The Programme for Government devotes seven pages to health reform and while the Universal Health Insurance Bill has not yet been brought to the Dáil, other reforms have progressed.
Under universal primary care, GPs will work in primary care teams and a new GP contract, which would incentivise GPs to care for patients with chronic illnesses thereby reducing demand on the hospital system, is currently being consulted on. In addition, compulsory GP registration will be introduced. Galway GP Andrew Murphy previously told eolas that this is a “simple and very important thing to do.”
The Special Delivery Unit “to assist the Minister in reducing waiting lists and introducing a major upgrade in the IT capabilities of the health system” has begun its work with Dr Martin Connor – former advisor to the Department of Health, Social Services and Public Safety in Northern Ireland – appointed as head on 7 June. The unit will initially focus on tackling trolley waiting times and the surge in emergency department admissions in the winter months.
The following measures, stipulated by the Croke Park Agreement are currently underway:
• Laboratory modernisation:
overseeing the rostering of 3,000 medical laboratory staff who now can be called in to work between 8am and 8pm from Monday to Friday. A new payment structure for out-of-hours emergency work is expected to deliver €5 million in savings in 2011;
• Radiology services: extend the working day and ensure radiology diagnostics are aligned to meet the requirements of the acute medicine programme;
• Redeployment: including the relocation of services from St Mary’s Orthopaedic Hospital to South Infirmary Victoria University Hospital;
• Community nursing units:
development of an integrated model of care services for elderly across hospital and community services in HSE South and West;
• Child care services: implementation of recommendations in the PA Consulting and Ryan reports; and maintain linkages between child palliative care teams;
• Disability services: move from residential to community care;
• Dental services: implementation of the Independent Strategic Review of the Delivery and Management of HSE Dental Services;
• Multi-disciplinary working:
development of primary care teams (530 to be in operation by the end of 2011);
• Better risk, safety and quality management: implementation of acute medicine, emergency medicine, critical care, elective surgery, epilepsy, dermatology and rheumatology clinical care programmes; and
• Centralisation: of medical card services, Fair Deal and re-alignment of processing staff into the shared services structure.

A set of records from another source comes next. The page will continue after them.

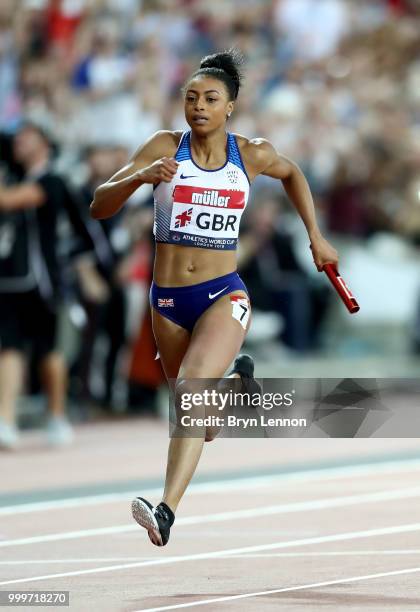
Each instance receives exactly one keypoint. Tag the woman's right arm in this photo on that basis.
(149, 164)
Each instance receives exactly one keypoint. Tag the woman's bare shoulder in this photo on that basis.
(164, 141)
(255, 152)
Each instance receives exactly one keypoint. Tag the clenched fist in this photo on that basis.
(161, 170)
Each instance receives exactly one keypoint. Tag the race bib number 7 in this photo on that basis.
(240, 309)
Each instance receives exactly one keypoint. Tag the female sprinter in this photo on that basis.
(200, 306)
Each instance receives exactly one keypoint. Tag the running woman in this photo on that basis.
(200, 306)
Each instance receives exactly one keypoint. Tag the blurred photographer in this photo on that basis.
(30, 277)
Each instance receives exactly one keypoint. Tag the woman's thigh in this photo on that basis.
(172, 342)
(217, 338)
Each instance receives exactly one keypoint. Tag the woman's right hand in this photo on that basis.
(163, 169)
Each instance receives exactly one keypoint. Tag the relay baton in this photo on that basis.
(341, 288)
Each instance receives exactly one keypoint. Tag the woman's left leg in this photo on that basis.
(216, 340)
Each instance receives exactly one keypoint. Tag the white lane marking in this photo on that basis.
(336, 537)
(60, 561)
(236, 484)
(301, 587)
(316, 504)
(335, 553)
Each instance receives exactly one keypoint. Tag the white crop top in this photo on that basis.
(202, 208)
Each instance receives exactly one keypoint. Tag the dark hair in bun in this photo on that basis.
(224, 66)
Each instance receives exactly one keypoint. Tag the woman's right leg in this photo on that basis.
(184, 452)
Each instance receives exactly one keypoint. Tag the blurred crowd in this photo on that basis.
(334, 84)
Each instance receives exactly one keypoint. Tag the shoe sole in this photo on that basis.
(143, 515)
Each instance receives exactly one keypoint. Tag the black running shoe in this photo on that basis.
(244, 366)
(157, 520)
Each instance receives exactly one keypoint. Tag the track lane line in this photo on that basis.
(221, 486)
(219, 554)
(316, 504)
(301, 587)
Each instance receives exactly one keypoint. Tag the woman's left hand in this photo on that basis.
(323, 252)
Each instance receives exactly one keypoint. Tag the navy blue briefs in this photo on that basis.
(185, 305)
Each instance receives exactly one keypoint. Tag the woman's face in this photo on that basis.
(206, 104)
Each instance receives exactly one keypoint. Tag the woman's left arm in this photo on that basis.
(270, 163)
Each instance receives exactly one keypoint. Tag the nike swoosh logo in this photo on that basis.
(213, 295)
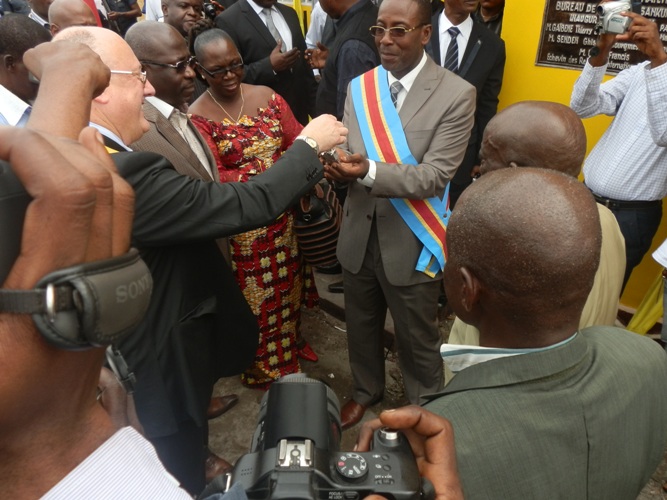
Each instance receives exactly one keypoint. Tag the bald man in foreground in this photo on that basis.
(549, 411)
(66, 13)
(550, 135)
(187, 340)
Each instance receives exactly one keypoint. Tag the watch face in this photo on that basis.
(310, 141)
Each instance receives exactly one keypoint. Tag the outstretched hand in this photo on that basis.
(317, 58)
(644, 34)
(431, 438)
(327, 131)
(349, 167)
(281, 61)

Funding for the Fair Deal scheme has now run out and no new applicants will be able to enter the scheme this year unless existing applicants die.
Ambulance services have been flagged up by the HSE as no achievements have been made on the implementation of modern technologies such as advanced medical priority dispatch system; effective rostering systems; elimination of restrictive work practices; or re- organisation of on-call working.
The introduction of a clinical audit; improvements in response time; and the centralisation of business support functions have been identified by the department as ‘achievements’ in ambulance services.
In May 2011, a letter from the Department of Health and the HSE to the Croke Park Agreement Implementation Body highlighted the main reform achievements. On the modernization of laboratory services, an agreement was secured on revised terms for working outside normal working hours in early 2011. The health sector was the first to offer voluntary exit schemes for its staff, as stated earlier, it added.
The implementation body welcomed the way that: the HSE “has been progressing an extensive nationwide re-configuration of services and reallocation of resources with consequent redeployment of staff, aimed at prioritising front line service posts and supporting new services for the elderly and children.”